Privilege and Secrets in "Saint X"

The Fiction Addiction
Saint X(cover art from the publisher)

Saint X, by Alexis Schaitkin, is the story of a disappearance and unexplained death. It feels like a familiar headline: the teen daughter of a family vacationing on a beautiful (fictional) Caribbean island goes out on the last night of vacation, is seen drinking and dancing with two men who work at the resort, and then is never seen again. At first, it feels like a fairly familiar headline, about a pretty girl who goes out partying and is then found dead. I was actually a bit nervous about starting Saint X after reading a book review that mentioned a true crime element. I'm not a fan of the amateur-investigation murder podcasts. But that turned out to be ok, because feeling kind of squicked at tragedy-entertainment is part of this novel.

The mystery is front and center, I was always reading to discover what else characters could reveal about the mystery of Allison's last night. But there is a constant awareness of race and racial privilege in this novel. Saint X begins on a beautiful tropical resort, where some characters are enjoying sun and sand on their vacation, and others are carrying beach chairs and drinks to resort visitors. As the story moves on (and moves back, in a series of complex flashbacks), this gap remains and is constantly part of the mystery.

There's a lot of tragedy entertainment about beautiful girls meeting horrible ends, and Allison is just one part of it. There's almost a gleeful moralizing about whether Allison should have known better, whether she was complicit in her death, whether she deserved it. In the novel, there are signs that Allison's highly sexual, which either means she's the wild and slutty girl who dies first in a slasher movie (and deserves what she gets, of course) or she's a teenager experimenting in teenage ways.

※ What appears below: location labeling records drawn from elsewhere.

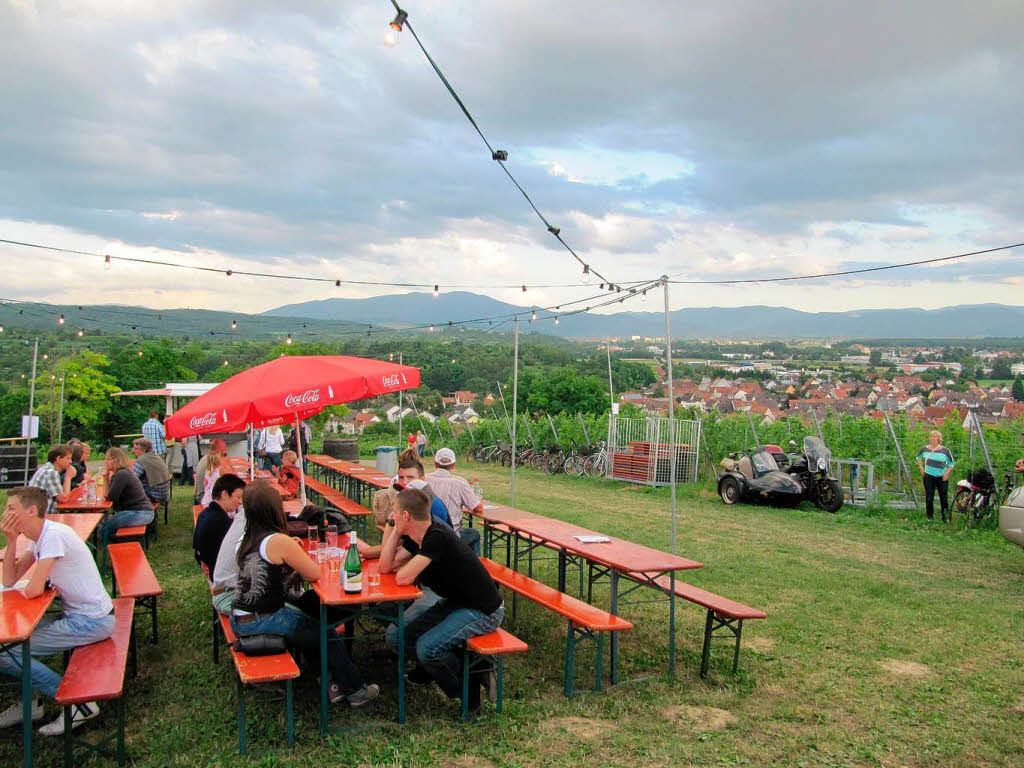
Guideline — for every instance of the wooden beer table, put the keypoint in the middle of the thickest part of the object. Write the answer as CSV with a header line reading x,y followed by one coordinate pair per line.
x,y
385,601
18,619
608,558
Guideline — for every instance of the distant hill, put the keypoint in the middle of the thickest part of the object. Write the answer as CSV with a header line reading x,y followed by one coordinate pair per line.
x,y
758,322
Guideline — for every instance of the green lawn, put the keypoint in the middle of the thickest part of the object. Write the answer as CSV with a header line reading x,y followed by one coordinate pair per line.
x,y
889,642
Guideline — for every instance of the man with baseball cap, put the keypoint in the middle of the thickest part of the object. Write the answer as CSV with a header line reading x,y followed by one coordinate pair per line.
x,y
457,495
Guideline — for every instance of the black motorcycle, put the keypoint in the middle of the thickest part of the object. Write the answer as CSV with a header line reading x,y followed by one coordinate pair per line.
x,y
811,469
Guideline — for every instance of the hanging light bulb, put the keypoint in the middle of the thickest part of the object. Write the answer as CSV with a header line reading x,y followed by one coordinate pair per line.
x,y
391,37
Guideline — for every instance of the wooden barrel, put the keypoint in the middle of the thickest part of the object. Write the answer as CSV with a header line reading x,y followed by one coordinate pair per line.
x,y
12,471
342,448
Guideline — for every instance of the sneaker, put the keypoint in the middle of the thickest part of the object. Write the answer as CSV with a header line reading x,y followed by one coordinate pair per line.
x,y
364,695
491,684
418,676
80,713
12,715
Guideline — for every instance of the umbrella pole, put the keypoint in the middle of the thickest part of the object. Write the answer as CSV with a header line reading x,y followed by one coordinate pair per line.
x,y
302,472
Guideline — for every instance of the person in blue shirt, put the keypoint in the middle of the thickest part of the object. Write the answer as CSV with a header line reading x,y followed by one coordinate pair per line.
x,y
936,462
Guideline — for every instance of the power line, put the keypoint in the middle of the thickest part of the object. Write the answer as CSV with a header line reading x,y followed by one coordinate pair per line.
x,y
862,270
500,156
109,258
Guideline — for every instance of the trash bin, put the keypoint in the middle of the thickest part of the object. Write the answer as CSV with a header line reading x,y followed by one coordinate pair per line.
x,y
387,459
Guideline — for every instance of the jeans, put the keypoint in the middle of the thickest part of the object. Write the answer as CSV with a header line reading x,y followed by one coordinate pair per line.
x,y
414,611
303,633
123,518
439,632
931,484
53,635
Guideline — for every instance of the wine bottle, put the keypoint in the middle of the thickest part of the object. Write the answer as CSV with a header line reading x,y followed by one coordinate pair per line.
x,y
351,576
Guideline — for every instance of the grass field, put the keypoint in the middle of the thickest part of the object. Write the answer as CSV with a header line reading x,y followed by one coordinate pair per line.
x,y
889,642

This novel quietly questions who gets to have teen experimentation. While Allison imagines a wild night that will become a fun memory years later, a different night of sexual exploration on Saint X leads to a child and a lifetime of providing for that child. Later, although Clive and Edwin, the two resort workers last seen with Allison, were released from prosecution in Alison's death, the cloud of suspicion over Clive, plus a minor pot charge, cost him his job and most of his Saint X life. It's clear that a pot charge wouldn't have harmed Allison, Claire, the Connecticut boy, or any of their friends the same way.After Allison's death, the novel focuses on Claire, who was only 7 when her sister slipped out of their room and was never seen again. Claire switches to her middle name, Emily, as the family physically moves away and tries to move on.

In New York, Claire/Emily is working the kind of entry-level publishing job where the pay comes in lifestyle and connection, because she doesn't have to worry about her income. Her apartments are intentionally dive-y, and Claire/Emily is sooooo proud of living in a non-white neighborhood, in rich white kind of way, that's both cringy and realistic. I absolutely knew people in New York who were exactly that kind of proud of living in undiscovered (by wealthy white people, that is) neighborhoods and eating in authentic ethnic restaurants.

Clive is exiled in New York, after his connections to Allison's death make it hard for him to stay in Saint X, but his New York involves renting half a room and leasing a night taxi share. When Claire/Emily randomly gets in Clive's taxi, her curiosity and suspicion sends her on almost an obsessive mission to find out more.

Saint X is a compelling mystery about how Allison spent her last hours, and then a compelling mystery about how Allison, Clive and Edwin ended up on that night. But it's also an engaging, realistic look at class, race, and privilege.